The above is for algebraic numbers. I think the above can be used to show, for instance, that $\pi$ cannot work as it is likely algebraic over $E$ as $E$ contains many transcendental numbers. This is much more murky to me but makes me think that there is no element you can delete from $\mathbb{R}$.

So my question: Does there exist $\alpha \in \mathbb{R} \setminus \mathbb{Q}$ and a field $F \subset \mathbb{R}$ such that $F(\alpha)=\mathbb{R}$? More specifically, I want $F$ with $\alpha \notin F$.

Answer 1

No such subfield $F$ exists.

First, $\mathbb{R}$ cannot be of finite degree over $F$, else $\mathbb{C}$ would be of finite degree over $F$, and this is only possible if $F=\mathbb{R}$ or $\mathbb{C}$ by the Artin-Schreier theorem.

Thus, if such a field existed, then $\mathbb{R}$ would be of infinite degree over $F$, and $a$ would be transcendental over $F$. But then the field $F(a)$ would have many non-trivial automorphisms (for instance, the ones fixing all elements in $F$ and sending $a$ to any degree $1$ polynomial in $a$); since we know that the only field automorphism of $\mathbb{R}$ is the identity, then this is not possible.

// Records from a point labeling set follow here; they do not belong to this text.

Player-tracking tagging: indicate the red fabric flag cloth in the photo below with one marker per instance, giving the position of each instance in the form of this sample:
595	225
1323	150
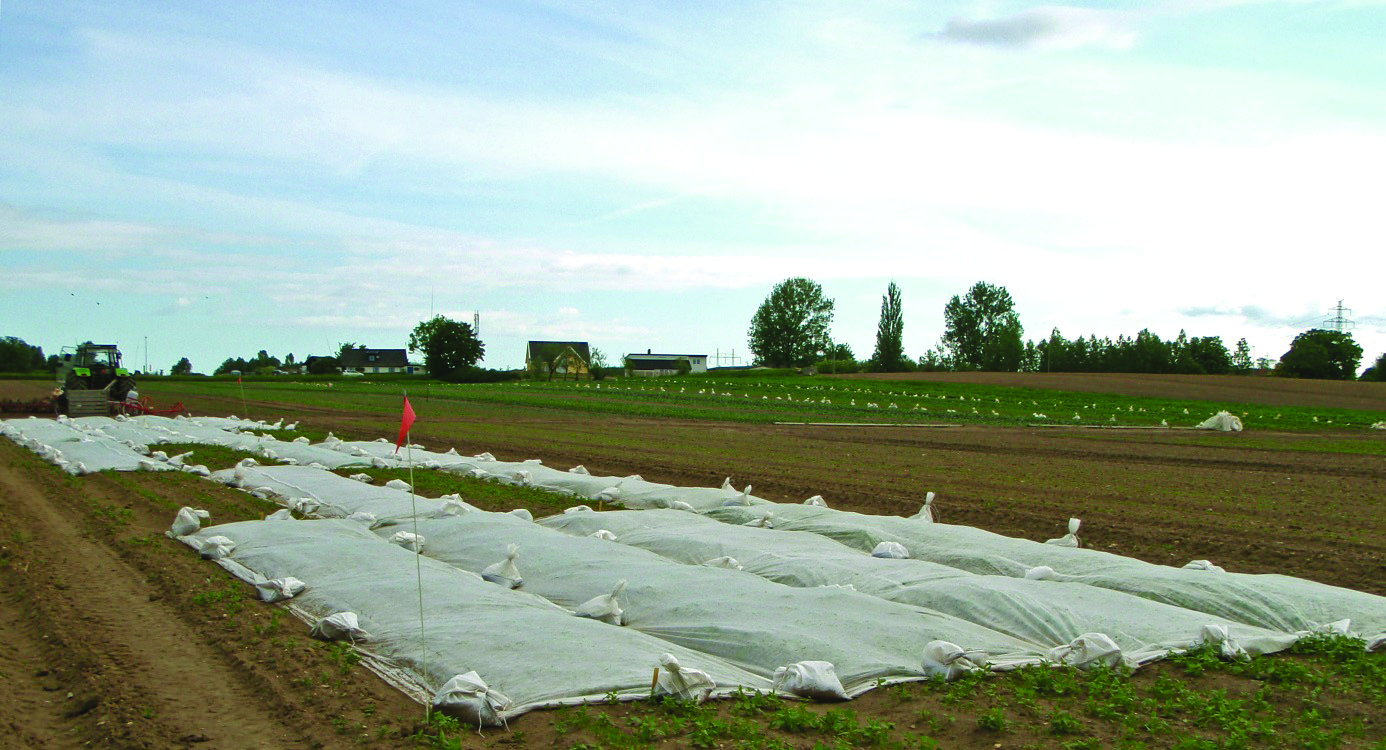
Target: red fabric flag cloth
406	420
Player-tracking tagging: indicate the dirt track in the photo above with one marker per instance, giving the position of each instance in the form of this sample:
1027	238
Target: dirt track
97	603
103	648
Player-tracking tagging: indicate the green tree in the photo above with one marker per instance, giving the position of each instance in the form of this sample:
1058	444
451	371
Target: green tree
1376	373
449	347
598	366
790	326
1242	358
1322	355
18	356
981	330
323	365
890	330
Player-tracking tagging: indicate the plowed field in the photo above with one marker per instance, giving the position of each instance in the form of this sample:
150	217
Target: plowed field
117	637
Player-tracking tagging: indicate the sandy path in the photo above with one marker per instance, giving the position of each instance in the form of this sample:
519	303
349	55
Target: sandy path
121	642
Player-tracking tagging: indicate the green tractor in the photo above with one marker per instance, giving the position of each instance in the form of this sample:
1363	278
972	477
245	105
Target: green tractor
90	377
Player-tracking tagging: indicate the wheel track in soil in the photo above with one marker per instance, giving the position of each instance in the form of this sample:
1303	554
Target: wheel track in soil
136	659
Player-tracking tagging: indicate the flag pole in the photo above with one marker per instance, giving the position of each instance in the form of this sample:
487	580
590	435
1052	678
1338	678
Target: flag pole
419	553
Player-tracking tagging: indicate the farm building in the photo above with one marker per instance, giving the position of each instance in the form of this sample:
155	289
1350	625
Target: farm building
560	359
653	365
379	361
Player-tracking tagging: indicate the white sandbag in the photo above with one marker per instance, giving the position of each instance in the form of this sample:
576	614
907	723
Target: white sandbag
682	682
811	679
1088	650
1070	538
926	512
606	607
724	562
408	539
1218	635
469	699
765	520
343	625
215	548
947	660
189	520
744	498
1203	564
279	589
891	551
505	571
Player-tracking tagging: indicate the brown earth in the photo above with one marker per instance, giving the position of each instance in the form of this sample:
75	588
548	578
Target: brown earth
117	637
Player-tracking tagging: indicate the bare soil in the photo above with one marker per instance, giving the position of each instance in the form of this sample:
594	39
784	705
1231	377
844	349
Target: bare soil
112	635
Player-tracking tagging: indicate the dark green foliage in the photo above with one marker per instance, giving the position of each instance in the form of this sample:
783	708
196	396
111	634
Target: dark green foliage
449	347
1376	373
1144	354
323	365
1242	358
1321	355
18	356
261	363
890	348
790	326
981	330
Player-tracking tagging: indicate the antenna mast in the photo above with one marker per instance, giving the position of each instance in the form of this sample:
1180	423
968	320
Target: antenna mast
1339	322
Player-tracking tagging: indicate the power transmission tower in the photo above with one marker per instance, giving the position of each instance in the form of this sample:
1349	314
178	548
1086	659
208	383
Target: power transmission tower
1339	320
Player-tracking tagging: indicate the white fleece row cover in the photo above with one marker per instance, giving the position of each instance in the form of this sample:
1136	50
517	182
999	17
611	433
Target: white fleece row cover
320	492
523	646
627	491
746	620
1049	614
1267	600
79	449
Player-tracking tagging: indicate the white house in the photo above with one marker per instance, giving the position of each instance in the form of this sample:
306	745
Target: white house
653	365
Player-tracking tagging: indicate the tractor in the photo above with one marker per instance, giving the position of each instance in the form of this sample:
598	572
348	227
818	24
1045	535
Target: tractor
90	377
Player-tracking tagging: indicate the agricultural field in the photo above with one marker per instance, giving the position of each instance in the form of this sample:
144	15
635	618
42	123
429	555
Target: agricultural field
118	637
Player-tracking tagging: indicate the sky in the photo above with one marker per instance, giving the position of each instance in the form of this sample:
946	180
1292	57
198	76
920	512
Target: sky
211	179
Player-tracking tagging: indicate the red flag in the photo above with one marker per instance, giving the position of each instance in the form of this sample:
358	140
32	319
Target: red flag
406	420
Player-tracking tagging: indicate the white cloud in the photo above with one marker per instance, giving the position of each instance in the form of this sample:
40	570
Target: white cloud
1045	28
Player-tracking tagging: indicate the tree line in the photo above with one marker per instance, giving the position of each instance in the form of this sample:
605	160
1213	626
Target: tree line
983	332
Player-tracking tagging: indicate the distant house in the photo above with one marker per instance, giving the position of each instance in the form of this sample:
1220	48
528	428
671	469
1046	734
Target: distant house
560	359
379	361
653	365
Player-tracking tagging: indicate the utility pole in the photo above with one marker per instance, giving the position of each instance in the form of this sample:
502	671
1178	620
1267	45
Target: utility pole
1339	322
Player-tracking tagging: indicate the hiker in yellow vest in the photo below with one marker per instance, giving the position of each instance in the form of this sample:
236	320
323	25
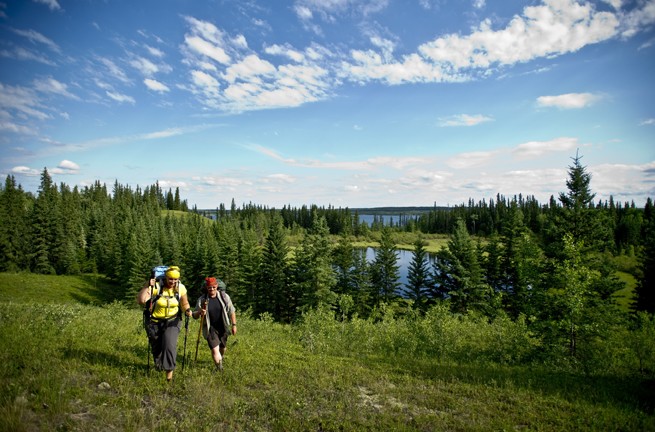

A simpler argument pointed out by arctic tern is that neither of $a$ and $-a$ have a square root in $\mathbb{R}$, which is impossible for elements of $\mathbb{R}$.

Answer 2

In fact, $ \mathbb R $ does not have any subfield of finite index - this is a direct consequence of the Artin-Schreier theorem, which (in addition to other things) states that if $ C $ is an algebraically closed field and $ F $ is a proper subfield such that the degree $ [C : F] $ is finite, then $ C = F(\sqrt{-1}) $. Assuming that $ \mathbb R $ had a proper subfield $ E $ such that $ \mathbb R = E(\alpha) $ for an $ \alpha $ algebraic over $ E $ implies that the degree $ [\mathbb R : E] $, and thus $ [\mathbb C : E] $, is finite. Since $ \mathbb C $ is algebraically closed, Artin-Schreier gives the result that $ \mathbb C = E(\sqrt{-1}) $, so that $ E \subset \mathbb R \subset \mathbb C $ with $ [\mathbb C : E] = 2 $. This implies $ E = \mathbb R $, which is a contradiction.

See this writeup by Keith Conrad for more details, and a proof of the Artin-Schreier theorem.

The case when $ \alpha $ is not algebraic over $ E $ has been covered by Pierre-Guy Plamondon in his answer - I will not repeat his argument here.